Sparse boundary communication implementation
The tasks for sparse cell centered variable boundary communication
pretty closely mirror the old bvals_in_one
tasks but allow for
allocation and deallocation of the communication buffers on the fly. The
BndInfo
class (which comes from the old bvals_in_one implementation)
stores the index ranges and data arrays necessary for copying from the
mesh to a buffer or vice versa. These are cached within a one
dimensional par array so that loading and unloading of buffers can done
“in one” kernel launch on device (in exactly the same way as the old
bvals_in_one
setup). The BndInfo
objects are cached in each
MeshData<Real>
object within a BvarsCache_t
object (which can
contain a number of sub-caches BvarsSubCache_t
that correspond to
different subsets of communication channels) to limit the number of deep
copies from host to device. We also add a map of object pools containing
pools for various buffer sizes.
template <typename T>
using buf_pool_t = ObjectPool<BufArray1D<T>>
std::unordered_map<int, buf_pool_t<Real>> pool_map;
As well as the map from communication channel keys to communication buffers associated with each channel
using channel_key_t = std::tuple<int, int, std::string, int>;
std::unordered_map<channel_key_t, CommBuffer<buf_pool_t<Real>::owner_t>> boundary_comm_map;
Note that every stage shares the same CommBuffer
s, but we keep
separate buffers for boundary value communication and flux correction
communication so these operations can occur concurrently if necessary.
Send and Receive Ordering
In each cache, we build a
std::vector<CommBuffer<....>*> send_buf_vec, recv_buf_vec
which
contains pointers to every communication channel associated with
sending/receiving from a MeshData
object. This is useful for a
couple of reasons. First, this speeds up the code by reducing the number
of times a std::unordered_map
lookup from the boundary_comm_map
is required. Second, we allow for any ordering of *_buf_vec
(by
including a secondary array for indexing between sequential index
defined by the order of ForEachBoundary
to the index in the buffer
cache). The ordering of this vector determines the order in which
MPI_Isend
and MPI_Irecv
calls are posted, which can impact the
communication performance. This is something that can be experimented
with for optimal performance. Strangely, I have seen the best results on
test problems for random ordering, but it is not clear if this
generalizes to more realistic problems not being run with all ranks on
the same node. See ``InitializeBufferCache(…)`` for how to choose the
ordering.
Boundary Communication Tasks
Flux Correction Tasks
Flux correction for sparse variables and dense variables is very
similar, the only difference being that for sparse variables if either
the fine or the coarse block is unallocated no flux correction occurs.

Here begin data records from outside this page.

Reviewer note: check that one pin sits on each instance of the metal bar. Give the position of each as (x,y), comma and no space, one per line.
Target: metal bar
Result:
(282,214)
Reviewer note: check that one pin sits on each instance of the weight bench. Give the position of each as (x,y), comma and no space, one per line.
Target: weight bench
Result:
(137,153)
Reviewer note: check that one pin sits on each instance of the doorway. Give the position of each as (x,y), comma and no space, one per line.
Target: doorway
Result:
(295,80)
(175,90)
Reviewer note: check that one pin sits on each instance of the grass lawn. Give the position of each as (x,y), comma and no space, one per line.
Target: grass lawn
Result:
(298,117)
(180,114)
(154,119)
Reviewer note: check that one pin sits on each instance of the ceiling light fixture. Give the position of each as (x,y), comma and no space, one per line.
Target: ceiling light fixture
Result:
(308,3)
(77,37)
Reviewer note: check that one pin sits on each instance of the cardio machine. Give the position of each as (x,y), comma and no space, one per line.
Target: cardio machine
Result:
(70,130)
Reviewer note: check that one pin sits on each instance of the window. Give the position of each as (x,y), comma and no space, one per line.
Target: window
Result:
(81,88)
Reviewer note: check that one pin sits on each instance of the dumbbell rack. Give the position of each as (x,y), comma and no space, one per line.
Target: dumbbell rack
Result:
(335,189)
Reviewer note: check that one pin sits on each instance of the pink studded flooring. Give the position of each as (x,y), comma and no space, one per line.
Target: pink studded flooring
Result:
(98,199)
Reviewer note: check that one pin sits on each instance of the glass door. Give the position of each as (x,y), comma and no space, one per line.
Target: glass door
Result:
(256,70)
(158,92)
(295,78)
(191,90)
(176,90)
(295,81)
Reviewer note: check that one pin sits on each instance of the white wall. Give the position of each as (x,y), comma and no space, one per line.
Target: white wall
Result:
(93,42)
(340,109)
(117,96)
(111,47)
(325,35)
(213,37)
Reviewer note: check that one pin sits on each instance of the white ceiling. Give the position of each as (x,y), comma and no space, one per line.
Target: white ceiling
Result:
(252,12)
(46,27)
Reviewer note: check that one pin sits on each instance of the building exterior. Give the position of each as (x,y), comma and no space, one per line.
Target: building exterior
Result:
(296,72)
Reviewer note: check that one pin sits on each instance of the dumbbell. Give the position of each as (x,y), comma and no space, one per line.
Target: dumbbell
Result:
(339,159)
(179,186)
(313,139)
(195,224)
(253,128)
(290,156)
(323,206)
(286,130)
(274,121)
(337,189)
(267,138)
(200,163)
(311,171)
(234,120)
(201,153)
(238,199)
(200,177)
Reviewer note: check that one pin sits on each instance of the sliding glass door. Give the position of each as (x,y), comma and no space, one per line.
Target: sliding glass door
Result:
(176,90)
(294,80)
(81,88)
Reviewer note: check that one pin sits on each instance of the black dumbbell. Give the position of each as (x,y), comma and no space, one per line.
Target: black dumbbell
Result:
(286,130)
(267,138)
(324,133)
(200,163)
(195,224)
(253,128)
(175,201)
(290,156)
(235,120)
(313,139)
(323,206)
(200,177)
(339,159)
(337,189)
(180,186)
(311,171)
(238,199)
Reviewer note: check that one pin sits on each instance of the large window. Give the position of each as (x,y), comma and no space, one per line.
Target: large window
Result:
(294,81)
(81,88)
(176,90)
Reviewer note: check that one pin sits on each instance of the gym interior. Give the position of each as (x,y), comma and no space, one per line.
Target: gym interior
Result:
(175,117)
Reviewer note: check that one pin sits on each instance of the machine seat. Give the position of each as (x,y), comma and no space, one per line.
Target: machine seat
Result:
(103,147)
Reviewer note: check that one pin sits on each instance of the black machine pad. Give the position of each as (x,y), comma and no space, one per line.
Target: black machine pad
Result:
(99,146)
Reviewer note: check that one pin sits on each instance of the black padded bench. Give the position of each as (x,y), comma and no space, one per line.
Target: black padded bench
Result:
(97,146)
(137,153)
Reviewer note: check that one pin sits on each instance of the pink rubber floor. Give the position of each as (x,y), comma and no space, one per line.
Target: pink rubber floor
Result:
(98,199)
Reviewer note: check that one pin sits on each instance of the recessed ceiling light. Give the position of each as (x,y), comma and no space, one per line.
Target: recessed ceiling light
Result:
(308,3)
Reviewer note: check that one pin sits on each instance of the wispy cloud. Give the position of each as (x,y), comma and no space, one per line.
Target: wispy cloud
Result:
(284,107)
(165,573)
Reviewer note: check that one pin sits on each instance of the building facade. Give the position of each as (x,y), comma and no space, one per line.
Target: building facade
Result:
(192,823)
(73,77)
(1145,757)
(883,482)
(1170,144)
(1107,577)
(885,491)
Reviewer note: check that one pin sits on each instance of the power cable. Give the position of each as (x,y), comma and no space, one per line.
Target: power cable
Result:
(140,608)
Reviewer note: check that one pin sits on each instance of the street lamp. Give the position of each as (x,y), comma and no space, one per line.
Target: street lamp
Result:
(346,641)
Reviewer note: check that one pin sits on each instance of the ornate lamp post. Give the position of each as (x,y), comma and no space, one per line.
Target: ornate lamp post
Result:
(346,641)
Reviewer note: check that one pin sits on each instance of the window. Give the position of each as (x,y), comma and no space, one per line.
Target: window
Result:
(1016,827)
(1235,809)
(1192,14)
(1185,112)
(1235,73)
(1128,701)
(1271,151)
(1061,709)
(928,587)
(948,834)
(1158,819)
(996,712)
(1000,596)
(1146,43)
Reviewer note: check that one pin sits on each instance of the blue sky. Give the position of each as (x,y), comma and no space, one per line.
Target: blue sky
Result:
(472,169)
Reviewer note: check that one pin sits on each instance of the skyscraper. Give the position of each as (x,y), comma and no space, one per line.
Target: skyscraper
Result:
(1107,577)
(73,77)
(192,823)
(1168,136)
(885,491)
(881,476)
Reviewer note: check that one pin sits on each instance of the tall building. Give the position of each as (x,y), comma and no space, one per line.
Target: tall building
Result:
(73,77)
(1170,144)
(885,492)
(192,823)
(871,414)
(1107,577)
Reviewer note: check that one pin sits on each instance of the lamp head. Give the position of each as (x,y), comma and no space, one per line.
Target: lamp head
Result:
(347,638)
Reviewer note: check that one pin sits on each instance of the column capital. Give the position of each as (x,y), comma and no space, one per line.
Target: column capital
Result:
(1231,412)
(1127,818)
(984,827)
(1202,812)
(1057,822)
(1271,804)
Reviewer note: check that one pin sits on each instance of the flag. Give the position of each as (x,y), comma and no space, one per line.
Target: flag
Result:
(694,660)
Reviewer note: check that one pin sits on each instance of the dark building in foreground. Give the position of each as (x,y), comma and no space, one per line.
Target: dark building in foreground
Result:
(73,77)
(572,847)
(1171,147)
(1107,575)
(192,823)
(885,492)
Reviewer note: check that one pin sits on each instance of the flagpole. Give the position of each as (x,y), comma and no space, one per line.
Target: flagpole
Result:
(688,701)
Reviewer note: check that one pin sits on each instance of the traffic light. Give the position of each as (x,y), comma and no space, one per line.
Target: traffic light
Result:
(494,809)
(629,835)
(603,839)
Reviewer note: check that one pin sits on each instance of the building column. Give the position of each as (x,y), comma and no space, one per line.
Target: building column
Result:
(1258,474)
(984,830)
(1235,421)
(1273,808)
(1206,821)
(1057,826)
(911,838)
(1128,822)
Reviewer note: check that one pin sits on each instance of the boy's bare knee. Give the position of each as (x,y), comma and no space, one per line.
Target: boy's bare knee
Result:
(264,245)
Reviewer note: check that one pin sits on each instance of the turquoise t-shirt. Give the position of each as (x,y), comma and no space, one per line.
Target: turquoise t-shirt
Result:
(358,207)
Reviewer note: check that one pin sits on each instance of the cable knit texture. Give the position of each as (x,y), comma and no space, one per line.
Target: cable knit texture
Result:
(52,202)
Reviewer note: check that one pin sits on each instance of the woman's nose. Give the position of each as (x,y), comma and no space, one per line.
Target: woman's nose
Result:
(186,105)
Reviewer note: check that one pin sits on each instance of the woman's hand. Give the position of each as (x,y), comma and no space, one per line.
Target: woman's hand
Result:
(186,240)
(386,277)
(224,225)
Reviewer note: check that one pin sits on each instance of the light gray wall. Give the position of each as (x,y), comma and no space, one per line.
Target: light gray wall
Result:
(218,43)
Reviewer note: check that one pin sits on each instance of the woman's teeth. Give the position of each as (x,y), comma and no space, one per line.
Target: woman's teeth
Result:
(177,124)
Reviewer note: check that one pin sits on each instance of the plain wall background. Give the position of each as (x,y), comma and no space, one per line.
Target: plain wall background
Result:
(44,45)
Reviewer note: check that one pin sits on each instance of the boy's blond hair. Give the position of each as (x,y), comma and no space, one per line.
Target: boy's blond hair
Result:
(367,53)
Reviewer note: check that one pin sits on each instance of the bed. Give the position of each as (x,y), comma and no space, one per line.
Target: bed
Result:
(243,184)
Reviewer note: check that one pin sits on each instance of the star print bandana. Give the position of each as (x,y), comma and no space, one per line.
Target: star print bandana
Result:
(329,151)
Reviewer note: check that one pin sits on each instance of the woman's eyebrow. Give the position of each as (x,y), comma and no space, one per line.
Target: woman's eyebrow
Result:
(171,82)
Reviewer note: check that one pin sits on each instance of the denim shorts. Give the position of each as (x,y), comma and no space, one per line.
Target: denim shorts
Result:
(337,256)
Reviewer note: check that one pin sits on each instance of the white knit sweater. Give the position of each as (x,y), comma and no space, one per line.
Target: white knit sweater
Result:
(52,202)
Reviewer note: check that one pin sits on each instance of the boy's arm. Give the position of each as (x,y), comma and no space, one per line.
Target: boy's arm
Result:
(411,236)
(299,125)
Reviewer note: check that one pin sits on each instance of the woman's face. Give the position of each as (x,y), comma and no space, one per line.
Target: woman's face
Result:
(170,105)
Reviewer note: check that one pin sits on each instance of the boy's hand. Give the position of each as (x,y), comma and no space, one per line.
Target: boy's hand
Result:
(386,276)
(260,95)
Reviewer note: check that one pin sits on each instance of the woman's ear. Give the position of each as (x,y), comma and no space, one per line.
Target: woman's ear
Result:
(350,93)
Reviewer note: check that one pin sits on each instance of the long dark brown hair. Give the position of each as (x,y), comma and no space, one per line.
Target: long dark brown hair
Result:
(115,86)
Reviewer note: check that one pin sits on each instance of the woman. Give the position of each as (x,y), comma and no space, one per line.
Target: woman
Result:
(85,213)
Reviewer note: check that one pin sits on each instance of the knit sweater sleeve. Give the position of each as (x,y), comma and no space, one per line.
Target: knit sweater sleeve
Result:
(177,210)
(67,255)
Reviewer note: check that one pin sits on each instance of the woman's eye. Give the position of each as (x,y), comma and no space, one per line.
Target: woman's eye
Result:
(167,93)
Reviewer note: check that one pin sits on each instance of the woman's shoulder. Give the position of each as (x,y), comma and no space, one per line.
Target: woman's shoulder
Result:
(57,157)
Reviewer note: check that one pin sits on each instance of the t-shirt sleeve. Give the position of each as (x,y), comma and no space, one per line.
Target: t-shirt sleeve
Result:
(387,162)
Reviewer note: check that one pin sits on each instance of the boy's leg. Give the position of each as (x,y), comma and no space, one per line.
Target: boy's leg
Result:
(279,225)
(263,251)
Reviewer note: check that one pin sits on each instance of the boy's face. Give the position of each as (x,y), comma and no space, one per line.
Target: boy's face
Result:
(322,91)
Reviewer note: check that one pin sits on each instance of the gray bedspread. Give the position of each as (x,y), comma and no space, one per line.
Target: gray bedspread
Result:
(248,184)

Flux correction communication cannot trigger allocation. The flux
correction routines mirror the boundary routines, except that they do
not accept a BoundaryType
template parameter since the flux
corrections are limited to fine-to-coarse boundaries (which is its own
BoundaryType
). Cacheing and the “in one” machinery has not been
implemented here yet and it probably does not have a big impact on
performance, but it should be very straightforward to switch to
cacheing if desired.
StartReceiveFluxCorrections(std::shared_ptr<MeshData<Real>>&)
LoadAndSendFluxCorrections(std::shared_ptr<MeshData<Real>>&)
ReceiveFluxCorrections(std::shared_ptr<MeshData<Real>>&)
SetFluxCorrections(std::shared_ptr<MeshData<Real>>&)
Now that non-cell-centered fields are implemented in Parthenon, the flux correction tasks can be unified with the boundary communication above.